Relative Jump Offsets In Different Machines
The targets of most jump instructions are usually offsets. But the value of the offsets differ in different architectures. In this article, we will compare some architectures to show the details.
RISC-V
The source code in rv.asm
:
l1: beq x0, x0, l1
l2: beq x0, x0, l1
Compile and disassemble the file:
riscv64-unknown-elf-as rv.asm -o rv.o && riscv64-unknown-elf-objdump -S rv.o
rv.o: file format elf64-littleriscv
Disassembly of section .text:
0000000000000000 <l1>:
0: 00000063 beqz zero,0 <l1>
0000000000000004 <l2>:
4: fe000ee3 beqz zero,0 <l1>
According to RISC-V Instruction Set Manual, The encoding for beq
is:
32 25 20 15 12 7 0
+--------------+-----+-----+-----+-------------+---------+
| imm[12|10:5] | rs2 | rs1 | 000 | imm[4:1|11] | 1100011 |
+--------------+-----+-----+-----+-------------+---------+
So the offsets in the 2 instructions are 0
and signed integer 0b1111111_1110_0
(which is -4
). Which make sense.
ARM
The source code in arm.asm
:
l1: beq l1
l2: beq l1
Compile and disassemble the file:
arm-none-eabi-as arm.asm -o arm.o && arm-none-eabi-objdump -S arm.o
arm.o: file format elf32-littlearm
Disassembly of section .text:
00000000 <l1>:
0: 0afffffe beq 0 <l1>
00000004 <l2>:
4: 0afffffd beq 0 <l1>
According to ARM Architecture Reference Manual, The encoding for beq
is:
32 28 24 0
+------+-------+---+-----------------+
| cond | 1 0 1 | 0 | signed_immed_24 |
+------+-------+---+-----------------+
So the offset is FFFFFE
and FFFFFD
, after sign-extending and shifting, it will be FFFFFFF8
and FFFFFFF4
.
They are signed integer, so they means -8
and -12
.
Why they are not 0
and -4
?
This is for some historical reason:
The original ARM design had a 3-stage pipeline (fetch-decode-execute). To simplify the design they chose to have the PC read as the value currently on the instruction fetch address lines, rather than that of the currently executing instruction from 2 cycles ago.

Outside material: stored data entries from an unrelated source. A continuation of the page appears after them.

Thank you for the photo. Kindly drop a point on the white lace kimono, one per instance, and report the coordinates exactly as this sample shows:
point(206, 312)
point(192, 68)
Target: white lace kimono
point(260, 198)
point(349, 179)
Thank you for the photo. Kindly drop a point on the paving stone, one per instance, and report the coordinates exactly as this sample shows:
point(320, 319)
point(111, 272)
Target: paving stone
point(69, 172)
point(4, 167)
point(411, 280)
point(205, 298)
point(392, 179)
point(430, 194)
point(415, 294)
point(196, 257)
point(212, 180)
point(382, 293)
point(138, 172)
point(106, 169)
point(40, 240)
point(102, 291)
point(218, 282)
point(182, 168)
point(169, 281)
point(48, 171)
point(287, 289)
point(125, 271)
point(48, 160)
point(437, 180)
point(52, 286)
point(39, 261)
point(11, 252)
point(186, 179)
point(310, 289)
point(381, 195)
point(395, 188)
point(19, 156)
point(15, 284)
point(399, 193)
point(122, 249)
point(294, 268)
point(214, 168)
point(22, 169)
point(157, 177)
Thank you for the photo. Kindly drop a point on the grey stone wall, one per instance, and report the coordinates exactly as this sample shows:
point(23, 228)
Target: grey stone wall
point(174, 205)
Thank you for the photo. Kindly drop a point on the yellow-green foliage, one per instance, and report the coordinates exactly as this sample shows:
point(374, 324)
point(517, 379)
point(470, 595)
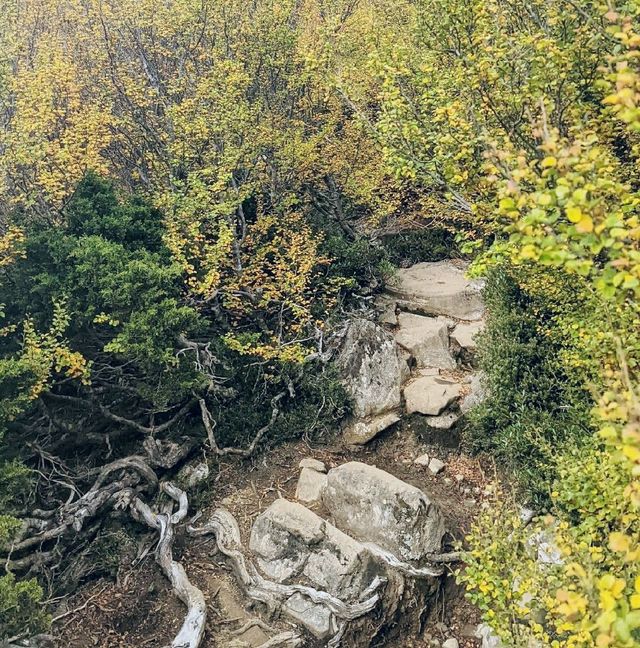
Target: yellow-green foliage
point(523, 118)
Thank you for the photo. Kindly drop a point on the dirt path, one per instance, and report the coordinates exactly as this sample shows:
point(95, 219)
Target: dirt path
point(139, 609)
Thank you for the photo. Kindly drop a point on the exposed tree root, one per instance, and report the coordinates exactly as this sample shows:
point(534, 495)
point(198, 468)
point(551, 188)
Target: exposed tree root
point(404, 568)
point(227, 534)
point(210, 424)
point(192, 630)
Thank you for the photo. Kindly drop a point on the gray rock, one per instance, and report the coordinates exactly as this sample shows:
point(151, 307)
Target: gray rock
point(476, 395)
point(370, 367)
point(439, 289)
point(314, 464)
point(193, 474)
point(488, 637)
point(373, 506)
point(310, 486)
point(314, 617)
point(290, 542)
point(429, 394)
point(361, 431)
point(465, 334)
point(426, 339)
point(443, 422)
point(436, 466)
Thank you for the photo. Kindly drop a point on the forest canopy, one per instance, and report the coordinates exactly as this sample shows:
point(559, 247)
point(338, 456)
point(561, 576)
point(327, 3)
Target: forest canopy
point(195, 195)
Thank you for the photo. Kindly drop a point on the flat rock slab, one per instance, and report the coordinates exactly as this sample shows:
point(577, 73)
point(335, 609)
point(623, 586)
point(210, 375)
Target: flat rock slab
point(477, 393)
point(430, 395)
point(373, 506)
point(291, 542)
point(361, 431)
point(426, 339)
point(465, 334)
point(371, 368)
point(310, 486)
point(438, 289)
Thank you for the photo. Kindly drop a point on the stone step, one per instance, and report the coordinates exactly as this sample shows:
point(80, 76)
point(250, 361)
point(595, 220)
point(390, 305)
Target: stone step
point(426, 339)
point(373, 506)
point(430, 394)
point(292, 544)
point(439, 288)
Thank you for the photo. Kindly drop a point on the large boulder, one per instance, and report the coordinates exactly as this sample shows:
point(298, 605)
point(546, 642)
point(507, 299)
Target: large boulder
point(292, 544)
point(373, 506)
point(430, 394)
point(371, 369)
point(426, 339)
point(438, 289)
point(361, 431)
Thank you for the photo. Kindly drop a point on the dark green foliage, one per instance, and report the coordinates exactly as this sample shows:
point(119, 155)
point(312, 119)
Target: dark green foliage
point(533, 408)
point(361, 261)
point(414, 246)
point(20, 607)
point(96, 210)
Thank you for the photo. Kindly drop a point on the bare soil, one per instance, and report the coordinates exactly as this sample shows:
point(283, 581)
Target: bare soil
point(138, 608)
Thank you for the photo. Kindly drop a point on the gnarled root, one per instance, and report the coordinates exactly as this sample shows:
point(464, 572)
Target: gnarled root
point(192, 630)
point(225, 529)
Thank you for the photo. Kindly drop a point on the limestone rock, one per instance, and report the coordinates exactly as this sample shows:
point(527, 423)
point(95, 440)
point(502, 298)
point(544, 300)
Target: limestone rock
point(430, 394)
point(193, 474)
point(310, 486)
point(436, 466)
point(314, 464)
point(290, 542)
point(373, 506)
point(443, 422)
point(426, 339)
point(487, 636)
point(314, 617)
point(476, 394)
point(465, 334)
point(371, 370)
point(361, 431)
point(439, 289)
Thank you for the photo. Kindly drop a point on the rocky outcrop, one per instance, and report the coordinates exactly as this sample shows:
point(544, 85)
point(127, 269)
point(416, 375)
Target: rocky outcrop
point(439, 289)
point(426, 339)
point(291, 543)
point(432, 314)
point(373, 506)
point(372, 372)
point(370, 366)
point(430, 394)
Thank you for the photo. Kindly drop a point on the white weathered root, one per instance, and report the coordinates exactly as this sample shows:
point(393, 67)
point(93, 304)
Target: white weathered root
point(284, 639)
point(192, 631)
point(227, 534)
point(403, 567)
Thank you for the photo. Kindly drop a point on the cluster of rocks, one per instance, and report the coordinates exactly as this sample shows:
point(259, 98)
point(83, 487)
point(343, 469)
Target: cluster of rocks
point(369, 525)
point(419, 358)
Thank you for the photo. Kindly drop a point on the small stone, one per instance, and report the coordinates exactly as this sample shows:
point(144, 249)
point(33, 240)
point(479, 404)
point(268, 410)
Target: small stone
point(430, 394)
point(311, 485)
point(314, 464)
point(193, 474)
point(361, 431)
point(436, 466)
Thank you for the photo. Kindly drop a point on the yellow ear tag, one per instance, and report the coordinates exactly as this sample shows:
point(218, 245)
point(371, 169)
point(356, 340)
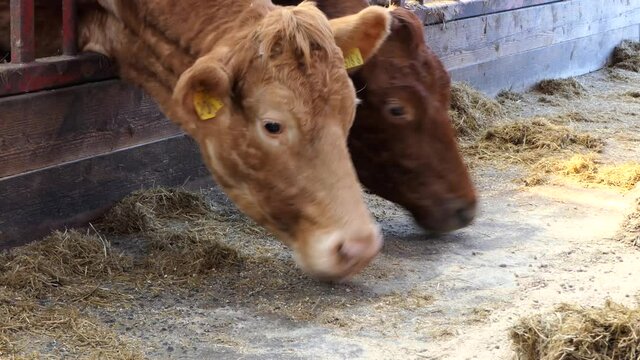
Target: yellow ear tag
point(206, 105)
point(353, 58)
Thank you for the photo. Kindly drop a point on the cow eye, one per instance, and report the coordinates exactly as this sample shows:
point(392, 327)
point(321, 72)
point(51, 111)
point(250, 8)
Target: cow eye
point(395, 109)
point(272, 127)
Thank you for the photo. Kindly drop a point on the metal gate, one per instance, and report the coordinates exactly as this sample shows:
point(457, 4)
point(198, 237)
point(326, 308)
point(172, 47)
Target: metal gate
point(26, 73)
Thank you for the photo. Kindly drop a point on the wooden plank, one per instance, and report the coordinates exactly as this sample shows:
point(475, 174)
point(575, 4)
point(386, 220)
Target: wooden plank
point(22, 31)
point(439, 12)
point(68, 195)
point(521, 71)
point(51, 127)
point(472, 41)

Since most PC-relative addresses are calculated at link time, it's easier to have the assembler/linker compensate for that 2-instruction offset than to design all the logic to 'correct' the PC register.
MCS-51
The source code in 8051.asm
:
l1: jc l1
l2: jc l1
Compile and disassemble the file:
sdas8051 -l 8051.lst 8051.asm && head 8051.lst
ASxxxx Assembler V02.00 + NoICE + SDCC mods (Intel 8051), page 1.
Hexadecimal [24-Bits]
000000 40 FE [24] 1 l1: jc l1
000002 40 FC [24] 2 l2: jc l1
According to 8051 Instruction Set Manual, The encoding for JC
is:
16 8 0
+--------+----------+
| OFFSET | 01000000 |
+--------+----------+
So the OFFSET
s are FE
(-2
) and FC
(-4
).
Like in ARM, we can only get the increased PC
during the execution of an instruction.